11. On January 18, 1975, in his carriage-house studio in Kansas City, Thomas Hart Benton put the _______ brushstrokes on his painting The Sources of Country Music. The mural had been commissioned the year before by Nashville's Country Music Foundation to be displayed in the Country Music Hall of Fame® and Museum. Its completion, in _______________ a year, by an eighty-five year-old-artist, was an impressive physical achievement.

12. The Sources of Country Music presents _______ distinct scenes to survey the music of ordinary Americans. 1. The central subject of a _________ dance, with a pair of fiddlers calling out sets to a group of square dancers, describes the dominant music of the frontier. 2. A comparatively calm scene shows three women in their Sunday best with _______________ in their hands, suggesting the importance of church music in Protestant America. 3. In the foreground, two barefoot mountain women sing to the sounds of a lap dulcimer, an old instrument associated with Appalachian ballads. 4. In the opposite corner an armed cowboy, one foot on his saddle, accompanies himself with a guitar. 5. An African American man, apparently a cotton picker in the Deep South, strums a tune on a banjo, an instrument slaves brought with them to the New World. Beyond him, on the other side of the railroad tracks, a group of black women dances on the distant riverbank.

13. Despite the range of regional styles, instruments, and customs, the mural seems to pulsate to a ________ beat, as if Benton took care to ensure that all the musicians played the same note and sang their varied American songs in tune. The mural preserves an image of American folkways that were rapidly disappearing.

14. Benton’s characteristically dynamic style expresses the powerful rhythms of music while suggesting the inevitability of_______________. Many of the robust, nearly life-size figures balance on___________, shifting ground. The fiddlers look liable to _________ into the mysteriously bowed floor, and the log on which the banjo player sits threatens to ___________down the steep slope of the red-clay landscape. Even the telephone poles seem to sway in the background.

15. The _________________ engine, an indication of________________, represents the end of an agrarian life and the homogenization of American culture, which necessarily entailed the loss of regional customs.

16. The mural pays ________________ to the country music singer and movie star Tex Ritter, who had helped to persuade Benton to accept the Nashville commission but died before it was completed. Benton represents Ritter as the singing ______________who turns to face the coal-black engine steaming along the horizon.

17. Benton based the train in his painting on the photographs of the St. Louis engine, and finished the canvas on January 18, a little bit ahead of his schedule. On the afternoon of January 19, when he had drinks with his young friend John Callison, he suggested that they should drive to St. Louis together someday soon to look at the actual train. Unfortunately, however, he was not able to make this trip.

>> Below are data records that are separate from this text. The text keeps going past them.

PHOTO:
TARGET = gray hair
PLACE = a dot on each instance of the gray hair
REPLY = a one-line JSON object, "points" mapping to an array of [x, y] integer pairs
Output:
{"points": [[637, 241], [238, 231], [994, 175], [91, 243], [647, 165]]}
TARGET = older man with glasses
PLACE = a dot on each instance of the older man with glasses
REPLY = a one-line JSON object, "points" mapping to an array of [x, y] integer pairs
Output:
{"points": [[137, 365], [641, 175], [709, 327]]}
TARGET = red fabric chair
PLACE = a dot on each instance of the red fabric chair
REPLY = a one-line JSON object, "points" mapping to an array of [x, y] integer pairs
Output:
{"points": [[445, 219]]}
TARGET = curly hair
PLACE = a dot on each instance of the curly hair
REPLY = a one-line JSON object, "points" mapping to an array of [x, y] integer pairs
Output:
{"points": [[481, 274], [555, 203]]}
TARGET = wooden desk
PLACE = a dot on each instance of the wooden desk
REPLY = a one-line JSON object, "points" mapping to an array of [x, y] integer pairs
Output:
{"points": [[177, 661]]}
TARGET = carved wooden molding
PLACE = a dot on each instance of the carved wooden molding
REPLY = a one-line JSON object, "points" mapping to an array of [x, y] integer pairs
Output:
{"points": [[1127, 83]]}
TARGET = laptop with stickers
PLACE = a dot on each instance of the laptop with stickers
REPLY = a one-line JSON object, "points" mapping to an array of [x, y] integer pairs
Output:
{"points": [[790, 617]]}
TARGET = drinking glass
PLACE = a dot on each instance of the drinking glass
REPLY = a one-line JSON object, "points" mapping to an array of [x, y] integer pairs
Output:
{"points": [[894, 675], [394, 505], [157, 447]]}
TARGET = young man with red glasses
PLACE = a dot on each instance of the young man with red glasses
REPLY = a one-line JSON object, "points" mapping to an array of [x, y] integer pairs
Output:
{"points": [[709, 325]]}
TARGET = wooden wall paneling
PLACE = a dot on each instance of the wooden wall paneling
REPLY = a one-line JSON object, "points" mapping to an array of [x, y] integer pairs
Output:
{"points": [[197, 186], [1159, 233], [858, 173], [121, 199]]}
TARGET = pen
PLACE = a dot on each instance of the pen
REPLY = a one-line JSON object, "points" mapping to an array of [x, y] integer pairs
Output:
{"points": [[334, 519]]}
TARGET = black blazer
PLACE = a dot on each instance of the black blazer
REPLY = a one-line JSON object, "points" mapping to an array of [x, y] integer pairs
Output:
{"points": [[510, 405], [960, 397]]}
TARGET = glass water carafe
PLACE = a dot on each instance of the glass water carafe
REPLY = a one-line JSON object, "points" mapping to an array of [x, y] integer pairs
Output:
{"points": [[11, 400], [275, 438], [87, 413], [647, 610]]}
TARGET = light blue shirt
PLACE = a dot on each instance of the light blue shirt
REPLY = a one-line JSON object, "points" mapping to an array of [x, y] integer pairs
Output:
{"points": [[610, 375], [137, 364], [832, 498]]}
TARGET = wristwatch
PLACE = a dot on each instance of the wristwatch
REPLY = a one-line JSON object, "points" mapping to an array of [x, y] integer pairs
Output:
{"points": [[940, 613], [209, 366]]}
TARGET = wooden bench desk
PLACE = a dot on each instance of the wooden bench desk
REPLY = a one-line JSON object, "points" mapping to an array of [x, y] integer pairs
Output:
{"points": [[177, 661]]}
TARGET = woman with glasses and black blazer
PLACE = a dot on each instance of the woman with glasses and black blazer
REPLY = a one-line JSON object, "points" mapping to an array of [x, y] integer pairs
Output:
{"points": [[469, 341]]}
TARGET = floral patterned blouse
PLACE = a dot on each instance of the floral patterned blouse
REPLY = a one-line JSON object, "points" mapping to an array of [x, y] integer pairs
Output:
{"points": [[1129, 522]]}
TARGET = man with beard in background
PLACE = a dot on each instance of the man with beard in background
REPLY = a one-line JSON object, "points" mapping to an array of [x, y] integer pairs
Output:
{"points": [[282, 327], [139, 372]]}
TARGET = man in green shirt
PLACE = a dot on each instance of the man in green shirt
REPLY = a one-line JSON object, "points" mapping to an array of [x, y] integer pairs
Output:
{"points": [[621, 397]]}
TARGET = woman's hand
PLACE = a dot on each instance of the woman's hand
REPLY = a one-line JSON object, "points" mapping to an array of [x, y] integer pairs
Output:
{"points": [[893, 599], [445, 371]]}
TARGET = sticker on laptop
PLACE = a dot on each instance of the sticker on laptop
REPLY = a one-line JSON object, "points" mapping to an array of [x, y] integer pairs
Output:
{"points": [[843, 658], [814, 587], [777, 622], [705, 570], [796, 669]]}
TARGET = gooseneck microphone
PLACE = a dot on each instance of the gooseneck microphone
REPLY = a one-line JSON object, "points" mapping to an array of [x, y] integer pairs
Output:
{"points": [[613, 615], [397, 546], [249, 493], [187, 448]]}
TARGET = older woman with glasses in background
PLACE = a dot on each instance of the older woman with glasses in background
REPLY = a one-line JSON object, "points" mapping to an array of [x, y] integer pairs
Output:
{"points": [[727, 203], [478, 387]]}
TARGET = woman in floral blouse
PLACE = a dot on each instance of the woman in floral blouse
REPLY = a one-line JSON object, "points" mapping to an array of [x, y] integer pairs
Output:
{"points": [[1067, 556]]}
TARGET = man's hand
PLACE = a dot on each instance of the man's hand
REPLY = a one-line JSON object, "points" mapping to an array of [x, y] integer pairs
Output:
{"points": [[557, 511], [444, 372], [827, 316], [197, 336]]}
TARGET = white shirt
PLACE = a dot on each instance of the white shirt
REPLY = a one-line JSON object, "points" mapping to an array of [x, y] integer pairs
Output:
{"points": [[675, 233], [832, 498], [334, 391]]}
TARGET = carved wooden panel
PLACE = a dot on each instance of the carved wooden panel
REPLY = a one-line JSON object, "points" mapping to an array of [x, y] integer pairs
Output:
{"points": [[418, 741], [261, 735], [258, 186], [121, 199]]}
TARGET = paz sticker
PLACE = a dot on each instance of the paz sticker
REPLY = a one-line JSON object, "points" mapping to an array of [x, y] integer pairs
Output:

18. That same evening after dinner, Tom walked out to his studio, wearing the same old hat John Callison had posed in while turning a windlass for the 1972 mural of "Turn of the Century Joplin." (Located in the Municipal Building of Joplin, Missouri.) He announced to his wife, Rita, that he wanted to look over his mural; if he decided it was completed he was going to sign it. Around 8:30 Rita went out to fetch him, and chide him for staying out so late. She found Tom lying on the floor with his spectacles on, directly in front of the Nashville mural, which was still unsigned. Stricken by a massive heart attack, he had fallen on his wristwatch, which stopped at the exact moment of his death: five minutes past seven o'clock.

QUIZ: Write your answers to the questions below in paragraph form. Remember to pack it full of facts!

1. Identify the artist and the artwork.

2. Identify the things and people that are making music and sound in this scene?

3. What does the steam engine represent?

4. Why did Benton include in the painting a homage to Tex Ritter, the singing cowboy?

5. Benton wanted all the musicians to play the same note and sing their varied music in tune.

6. Do you think this painting seems like noisy confusion or are all the parts in harmony?

7. Why did Benton not sign this painting?